Теперь дерзну со словом моим обратиться к тебе, благоверный Государь!

О, люби Церковь Православную. Мы видим, что ты ее любишь, видим и не нарадуемся. В другое время тебе кричим мы от радости, а видя тебя, молящегося в церкви, мы от радости плачем. Да, Церковь Православная достойна любви. Любя ее, будешь в любви у Бога и человеков. Если в ком из нас есть что доброго и святого, всему этому Церковь его научила -- доброму и святому она только и учит нас всех.

Христе Иисусе, Сыне Божий! Возглаголи благая о Церкви Твоей в сердце первородного сына возлюбленного нашего монарха!"

12 апреля 1865 года Наследник Цесаревич Николай Александрович скончался в Ницце на 22-м году от роду, и Путятин перед панихидой по новопреставленному произнес слово, дополняющее только что приведенное поучение.

Вспоминая пребывание безвременно скончавшегося страдальца в Рыбинске, Путятин говорил: "Что нас в нем особенно радовало, утешало? Что нас заставляло всего доброго и хорошего надеяться и ожидать от него? Конечно, все, потому что он был весь радость, весь надежда; но особенно радовало и утешало в нем то, что он был истинный сын Церкви Православной.
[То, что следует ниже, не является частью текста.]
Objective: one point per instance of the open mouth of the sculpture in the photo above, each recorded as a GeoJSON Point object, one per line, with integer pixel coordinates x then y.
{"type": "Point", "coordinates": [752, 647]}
Помните, как он был здесь, в этом храме, помните, с каким вниманием стоял он, с каким благоговением молился, с каким смирением преклонял свои царственные колена пред иконами святыми? Да, мы это видели и, видя это, еще более уверялись, что он истинный сын Церкви Православной. Это тогда нас особенно радовало в нем, это же и теперь должно утешать нас. Истинный сын Церкви Православной -- несомненно, наследник Царствия Небесного".

LI

Об отсутствии вероисповедного определения в титуле Императорского Величества

В титуле Императорского Величества не упоминается его вероисповедание. Жаль. Император Всероссийский в представлении народном есть Царь Православный. Так именуется он и в народном гимне. Благочестивейшим, то есть искренно верующим и православным, именуется он и в церковных ектениях. Зачем же опускать обозначение вероисповедного отличия Императора Всероссийского от других монархов в императорском титуле?
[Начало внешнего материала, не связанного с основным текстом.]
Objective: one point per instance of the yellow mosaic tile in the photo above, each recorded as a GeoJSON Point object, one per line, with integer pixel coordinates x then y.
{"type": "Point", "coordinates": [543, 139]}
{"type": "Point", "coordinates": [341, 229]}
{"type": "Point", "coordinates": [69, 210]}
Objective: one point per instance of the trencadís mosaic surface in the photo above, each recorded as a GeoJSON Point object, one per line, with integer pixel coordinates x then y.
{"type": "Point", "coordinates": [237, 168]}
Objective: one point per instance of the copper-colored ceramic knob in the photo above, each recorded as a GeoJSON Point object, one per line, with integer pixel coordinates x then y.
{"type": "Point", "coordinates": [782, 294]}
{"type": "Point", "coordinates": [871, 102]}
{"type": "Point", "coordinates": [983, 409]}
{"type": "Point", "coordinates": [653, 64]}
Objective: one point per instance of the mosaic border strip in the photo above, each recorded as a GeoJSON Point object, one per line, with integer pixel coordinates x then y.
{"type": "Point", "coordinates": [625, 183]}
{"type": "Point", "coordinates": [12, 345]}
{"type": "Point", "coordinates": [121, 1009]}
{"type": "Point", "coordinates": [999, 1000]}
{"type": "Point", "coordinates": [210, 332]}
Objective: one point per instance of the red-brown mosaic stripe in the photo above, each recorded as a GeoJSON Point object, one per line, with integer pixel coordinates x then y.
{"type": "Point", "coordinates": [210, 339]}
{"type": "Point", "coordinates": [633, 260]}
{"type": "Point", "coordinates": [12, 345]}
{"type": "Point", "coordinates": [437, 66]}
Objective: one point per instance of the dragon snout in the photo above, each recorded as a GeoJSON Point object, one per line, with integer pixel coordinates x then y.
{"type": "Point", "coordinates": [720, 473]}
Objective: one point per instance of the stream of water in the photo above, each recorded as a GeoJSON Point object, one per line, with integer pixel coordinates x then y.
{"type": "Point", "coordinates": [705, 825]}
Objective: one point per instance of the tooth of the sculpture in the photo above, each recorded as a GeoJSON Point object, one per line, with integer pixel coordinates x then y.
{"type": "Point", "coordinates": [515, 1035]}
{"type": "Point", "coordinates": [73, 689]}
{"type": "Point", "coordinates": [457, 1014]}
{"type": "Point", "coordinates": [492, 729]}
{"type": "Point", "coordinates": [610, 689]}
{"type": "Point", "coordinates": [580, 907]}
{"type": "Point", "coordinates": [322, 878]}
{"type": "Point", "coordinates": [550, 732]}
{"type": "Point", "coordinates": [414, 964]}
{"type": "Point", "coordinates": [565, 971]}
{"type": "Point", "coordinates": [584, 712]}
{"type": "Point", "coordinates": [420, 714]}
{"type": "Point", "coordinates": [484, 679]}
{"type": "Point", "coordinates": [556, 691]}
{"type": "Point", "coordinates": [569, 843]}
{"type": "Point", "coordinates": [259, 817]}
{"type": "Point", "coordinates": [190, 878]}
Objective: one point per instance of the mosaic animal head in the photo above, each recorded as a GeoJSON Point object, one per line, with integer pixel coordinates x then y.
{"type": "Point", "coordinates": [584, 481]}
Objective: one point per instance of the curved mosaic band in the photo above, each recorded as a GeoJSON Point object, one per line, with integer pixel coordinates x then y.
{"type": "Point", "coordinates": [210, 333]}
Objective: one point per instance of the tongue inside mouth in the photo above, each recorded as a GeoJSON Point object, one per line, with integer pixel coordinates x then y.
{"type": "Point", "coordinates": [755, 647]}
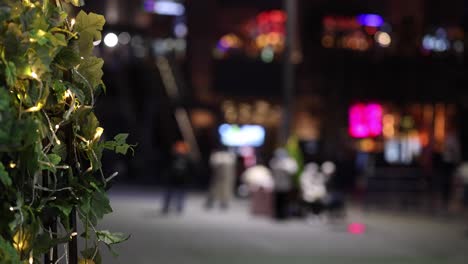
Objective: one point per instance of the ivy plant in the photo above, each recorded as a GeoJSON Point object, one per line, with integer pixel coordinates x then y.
{"type": "Point", "coordinates": [50, 137]}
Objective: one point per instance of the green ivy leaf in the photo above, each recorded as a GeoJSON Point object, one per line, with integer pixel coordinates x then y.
{"type": "Point", "coordinates": [93, 254]}
{"type": "Point", "coordinates": [75, 2]}
{"type": "Point", "coordinates": [10, 73]}
{"type": "Point", "coordinates": [54, 159]}
{"type": "Point", "coordinates": [8, 254]}
{"type": "Point", "coordinates": [60, 150]}
{"type": "Point", "coordinates": [91, 70]}
{"type": "Point", "coordinates": [44, 242]}
{"type": "Point", "coordinates": [101, 204]}
{"type": "Point", "coordinates": [109, 238]}
{"type": "Point", "coordinates": [67, 58]}
{"type": "Point", "coordinates": [89, 27]}
{"type": "Point", "coordinates": [64, 208]}
{"type": "Point", "coordinates": [4, 177]}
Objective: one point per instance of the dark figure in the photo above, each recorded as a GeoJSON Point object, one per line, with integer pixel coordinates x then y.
{"type": "Point", "coordinates": [450, 159]}
{"type": "Point", "coordinates": [283, 168]}
{"type": "Point", "coordinates": [177, 178]}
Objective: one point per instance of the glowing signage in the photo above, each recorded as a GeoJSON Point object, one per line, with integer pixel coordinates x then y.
{"type": "Point", "coordinates": [365, 120]}
{"type": "Point", "coordinates": [164, 7]}
{"type": "Point", "coordinates": [238, 136]}
{"type": "Point", "coordinates": [370, 20]}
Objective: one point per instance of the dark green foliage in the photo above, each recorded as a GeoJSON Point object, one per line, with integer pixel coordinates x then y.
{"type": "Point", "coordinates": [50, 139]}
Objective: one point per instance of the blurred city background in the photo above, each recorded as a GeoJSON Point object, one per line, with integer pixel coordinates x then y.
{"type": "Point", "coordinates": [318, 131]}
Французские короли титуловались trés chrétiens, испанские короли доныне имеют титул католического величества, король Великобританский и Ирландский носит титул "защитника веры", австро-венгерский монарх титулуется апостолическим королем Венгрии. Почему же русскому императору не титуловаться православным?
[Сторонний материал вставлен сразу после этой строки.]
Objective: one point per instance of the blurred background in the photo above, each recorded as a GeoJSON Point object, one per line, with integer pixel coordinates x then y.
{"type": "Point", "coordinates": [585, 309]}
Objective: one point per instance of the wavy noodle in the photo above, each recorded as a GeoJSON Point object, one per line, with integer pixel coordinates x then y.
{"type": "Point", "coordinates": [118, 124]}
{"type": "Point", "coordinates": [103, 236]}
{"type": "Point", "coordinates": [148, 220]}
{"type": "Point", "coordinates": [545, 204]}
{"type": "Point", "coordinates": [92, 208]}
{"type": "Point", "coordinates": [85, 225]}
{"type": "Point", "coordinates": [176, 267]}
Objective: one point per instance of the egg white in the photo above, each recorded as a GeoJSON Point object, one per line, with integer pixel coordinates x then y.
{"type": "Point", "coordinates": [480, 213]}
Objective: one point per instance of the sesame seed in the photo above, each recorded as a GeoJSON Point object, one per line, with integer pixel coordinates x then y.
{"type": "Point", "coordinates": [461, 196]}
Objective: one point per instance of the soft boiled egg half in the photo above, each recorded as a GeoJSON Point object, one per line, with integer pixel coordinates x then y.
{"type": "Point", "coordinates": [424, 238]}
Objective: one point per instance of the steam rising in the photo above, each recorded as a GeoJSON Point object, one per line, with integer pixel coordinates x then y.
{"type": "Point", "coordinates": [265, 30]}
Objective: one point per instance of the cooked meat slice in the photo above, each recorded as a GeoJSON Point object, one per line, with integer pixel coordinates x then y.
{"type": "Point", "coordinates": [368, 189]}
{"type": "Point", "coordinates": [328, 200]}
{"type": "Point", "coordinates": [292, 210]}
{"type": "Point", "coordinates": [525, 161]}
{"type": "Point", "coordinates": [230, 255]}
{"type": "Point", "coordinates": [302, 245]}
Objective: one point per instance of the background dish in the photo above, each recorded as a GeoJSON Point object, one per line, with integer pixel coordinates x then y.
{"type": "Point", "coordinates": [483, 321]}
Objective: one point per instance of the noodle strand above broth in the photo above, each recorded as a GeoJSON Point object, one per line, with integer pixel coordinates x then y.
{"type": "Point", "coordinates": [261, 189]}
В данном случае может быть сделано только одно возражение. Царские манифесты читаются не только в православных храмах, перед русскими людьми, но и среди инородцев. Нужно ли им напоминать, что они живут под властью монарха не той веры, какую они исповедуют?

Но разве они этого не знают?

Политические соображения ничего не говорят и не могут говорить против восполнения титула Императорского Величества вероисповедным эпитетом.

LII

Сущность русского самодержавия

Автор "Горя от ума", А. С. Грибоедов, 30 июля 1827 года в лагере при селении Карабабы, в беседе с Шахзади (наследником персидского престола), Аббас-Мирзою, так объяснял природу русского самодержавия сравнительно с властью шахов: "У нас одна господствующая воля самого Государя Императора, от которой никто уклониться не может, в какую бы власть облечен ни был; условия будущего мира начертаны по воле Государя и проч.". "Это завлекло меня, -- писал Грибоедов в своем донесении Паскевичу, -- в сравнение с Персией, где единовластие в государстве нарушается по прихоти частных владетелей и разномыслием людей, имеющих голос в совете шахском, даже исступлением пустынника, который из Кербелая является с возмутительными проповедями и вовлекает государство в войну бедственную" (Полное собрание сочинений А. С. Грибоедова под редакцией Шляпкина. Т. I. 240).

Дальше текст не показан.